Fairfax, 39, who is black, was a rising Democratic star. He has clung onto his post along with Gov. Ralph Northam and Attorney General Mark Herring after they both admitted to wearing blackface years before they sought political office.

“Meredith Watson is gratified that the Virginia General Assembly has announced their intention to hold hearings, and she looks forward to testifying at this forum,” Watson’s attorney Nancy Erika Smith said in a statement Friday. “It is our understanding that the hearing will be public and televised and that Ms. Watson, Dr. Tyson and Lt. Governor Fairfax will all testify under oath and be subject to the same rules and requirement, including our right to present witnesses and corroborators.”

Watson claims Fairfax raped her in 2000 when the two were students at Duke University.

She came forward after Tyson, a political science professor at Scripps College and visiting fellow at Stanford University, alleged Fairfax sexually assaulted her in 2004 at a Democratic convention in Boston.
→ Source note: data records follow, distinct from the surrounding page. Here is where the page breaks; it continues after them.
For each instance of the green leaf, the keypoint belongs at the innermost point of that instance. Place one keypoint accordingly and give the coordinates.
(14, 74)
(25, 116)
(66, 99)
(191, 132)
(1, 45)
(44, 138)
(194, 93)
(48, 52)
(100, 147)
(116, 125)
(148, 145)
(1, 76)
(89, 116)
Although Tyson said the encounter was consensual at the start, she said Fairfax forced her to perform oral sex on him against her will.

Watson had urged the Virginia General Assembly to hold a public hearing on the matter, voicing her frustration with calls for an investigation rather than a hearing.
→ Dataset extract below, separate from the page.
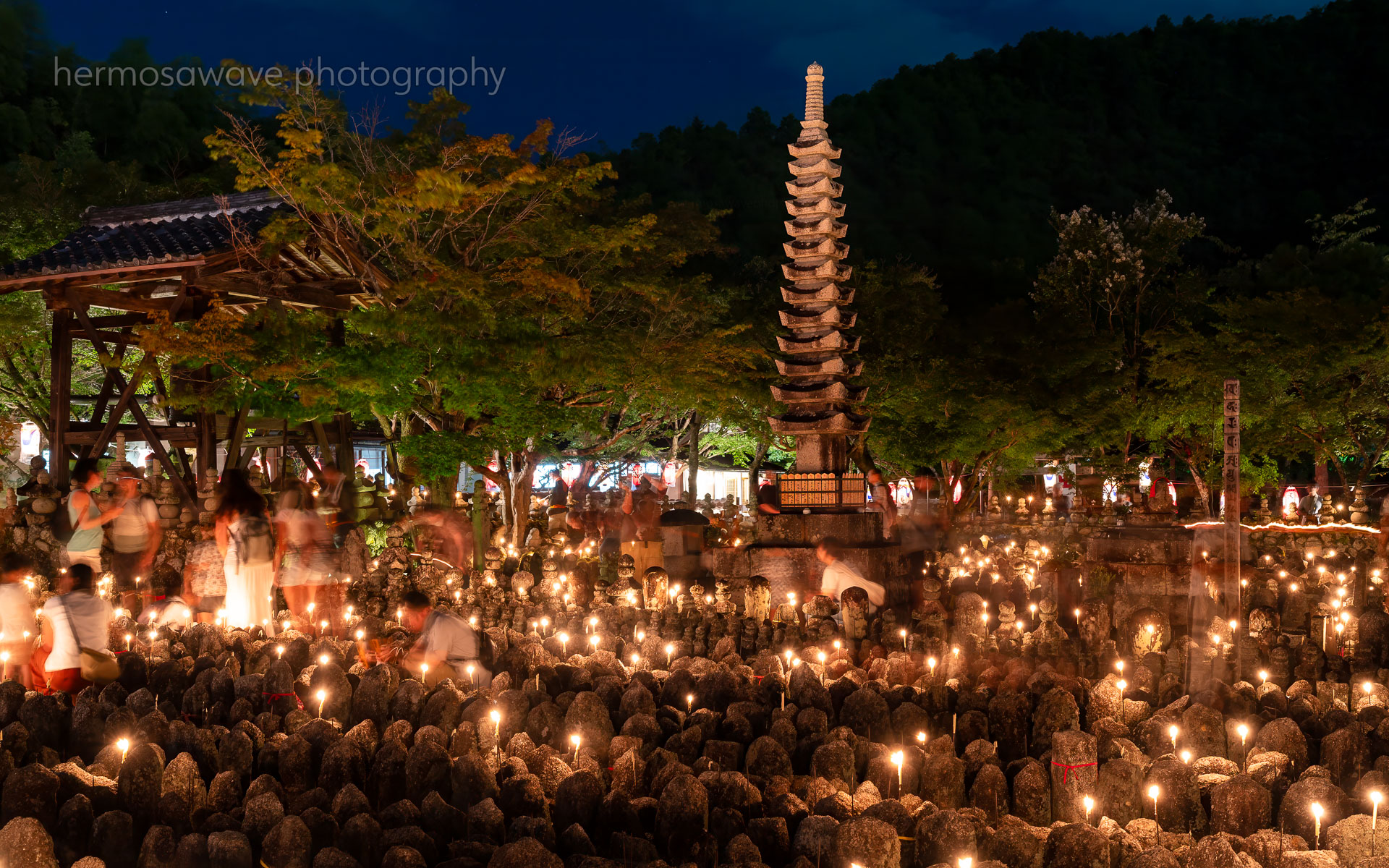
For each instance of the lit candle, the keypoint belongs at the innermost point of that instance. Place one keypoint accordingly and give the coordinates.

“Such ‘investigations’ are secret proceedings, out of the public eye, leaving victims vulnerable to selective leaks and smears. And we all know how such investigations end: with ‘inconclusive results,'” Watson wrote in an op-ed for the Washington Post.

“My privacy has already been violated, yet I am still willing to testify publicly under oath,” she said. “Tyson has made the same offer. Our plea to the Virginia General Assembly to require the same of Fairfax has been met with inaction.”